Interstitial tissue of the testis consists of Leydig cells, macrophages, lymphocytes, plasma cells, mast cells and fibroblasts. Previously we have reported that interleukin-1 (IL-1) inhibits Leydig cell androgen production. In the present study, the effect of IL-2 was investigated. Leydig cells (10(5) cells/ml) from adult Sprague-Dawley rats were cultured with or without IL-2 for 24 h. After medium changes, human CG (hCG), 8-bromo-cAMP, or forskolin was added with or without IL-2. Cultures were continued for an additional 24 h, and testosterone and cAMP levels were measured. IL-2 up to 100 U/ml had no effect on basal testosterone production. hCG-stimulated testosterone formation was inhibited in a dose-dependent manner by the addition of IL-2. IL-2 in a concentration of 100 U/ml decreased hCG-induced testosterone formation from 49.6 +/- 3.6 ng/ml (mean +/- SE) to 8.5 +/- 4.2 ng/ml. The hCG dose-response curve was shifted to the right by the addition of IL-2. Maximal testosterone production in response to hCG was reduced 40% in the presence of IL-2 (50 U/ml) without alteration of median effective dose (ED50). IL-2 also inhibited hCG-induced cAMP formation and 8-bromo cAMP- and forskolin-stimulated testosterone production. However, IL-2 did not alter the binding of [125I]hCG to purified Leydig cells.

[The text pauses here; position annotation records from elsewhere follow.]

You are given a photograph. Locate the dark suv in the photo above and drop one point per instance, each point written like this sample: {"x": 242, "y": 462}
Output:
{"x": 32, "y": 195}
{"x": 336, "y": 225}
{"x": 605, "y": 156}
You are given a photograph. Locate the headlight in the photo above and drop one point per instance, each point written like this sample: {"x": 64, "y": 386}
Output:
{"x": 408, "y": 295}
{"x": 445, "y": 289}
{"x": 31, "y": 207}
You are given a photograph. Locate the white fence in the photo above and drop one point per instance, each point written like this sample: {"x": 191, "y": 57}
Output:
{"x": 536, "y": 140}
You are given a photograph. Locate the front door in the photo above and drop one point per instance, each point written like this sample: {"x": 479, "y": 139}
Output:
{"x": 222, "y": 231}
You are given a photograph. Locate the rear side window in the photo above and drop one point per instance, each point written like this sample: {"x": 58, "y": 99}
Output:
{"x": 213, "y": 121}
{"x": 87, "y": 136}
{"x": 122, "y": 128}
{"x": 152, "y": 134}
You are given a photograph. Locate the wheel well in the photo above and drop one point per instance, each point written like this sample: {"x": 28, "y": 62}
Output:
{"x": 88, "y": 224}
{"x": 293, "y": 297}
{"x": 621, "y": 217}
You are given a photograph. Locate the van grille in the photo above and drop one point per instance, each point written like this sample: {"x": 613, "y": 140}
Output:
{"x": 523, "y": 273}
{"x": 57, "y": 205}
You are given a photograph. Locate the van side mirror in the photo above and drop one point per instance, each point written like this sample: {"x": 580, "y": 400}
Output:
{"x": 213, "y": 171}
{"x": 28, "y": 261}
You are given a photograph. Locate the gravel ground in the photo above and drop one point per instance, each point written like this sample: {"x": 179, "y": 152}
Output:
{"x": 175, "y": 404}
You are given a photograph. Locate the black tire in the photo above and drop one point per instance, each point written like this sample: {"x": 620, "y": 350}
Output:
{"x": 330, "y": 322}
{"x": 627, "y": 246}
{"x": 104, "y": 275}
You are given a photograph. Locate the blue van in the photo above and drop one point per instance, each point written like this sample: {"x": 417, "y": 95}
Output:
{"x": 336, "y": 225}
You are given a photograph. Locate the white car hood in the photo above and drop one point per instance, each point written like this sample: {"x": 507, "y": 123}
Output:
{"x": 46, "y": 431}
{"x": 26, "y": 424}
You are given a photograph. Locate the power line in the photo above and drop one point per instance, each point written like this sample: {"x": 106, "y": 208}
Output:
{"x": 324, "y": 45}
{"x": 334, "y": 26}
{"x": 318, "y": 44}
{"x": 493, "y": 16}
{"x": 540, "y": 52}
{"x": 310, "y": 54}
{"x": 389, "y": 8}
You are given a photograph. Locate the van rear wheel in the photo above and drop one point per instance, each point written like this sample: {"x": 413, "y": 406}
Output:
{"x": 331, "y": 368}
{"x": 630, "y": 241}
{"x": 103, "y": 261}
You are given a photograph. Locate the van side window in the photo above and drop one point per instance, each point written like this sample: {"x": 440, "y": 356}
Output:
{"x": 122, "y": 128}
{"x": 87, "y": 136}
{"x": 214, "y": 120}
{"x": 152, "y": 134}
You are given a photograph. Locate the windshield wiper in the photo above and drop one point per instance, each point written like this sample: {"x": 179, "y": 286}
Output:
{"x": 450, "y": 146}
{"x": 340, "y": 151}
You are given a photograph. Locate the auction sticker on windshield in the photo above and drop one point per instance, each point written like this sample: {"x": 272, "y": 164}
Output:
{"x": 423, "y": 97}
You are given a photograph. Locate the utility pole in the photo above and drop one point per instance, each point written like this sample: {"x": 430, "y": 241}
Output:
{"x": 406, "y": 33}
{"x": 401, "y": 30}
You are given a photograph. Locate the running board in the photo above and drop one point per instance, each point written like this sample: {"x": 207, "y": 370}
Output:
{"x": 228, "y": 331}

Furthermore, IL-2 significantly inhibited the conversion of 20-OH-cholesterol, 22-OH-cholesterol, pregnenolone, progesterone, 17 alpha-hydroxypregnenolone, and 17 alpha-hydroxyprogesterone to testosterone but did not alter the conversion of dehydroepiandrosterone and androstenedione to testosterone. Our results suggest that a T cell growth factor, IL-2, is a potent inhibitor of steroidogenesis. IL-2 may play a paracrine role in modulating Leydig cell function.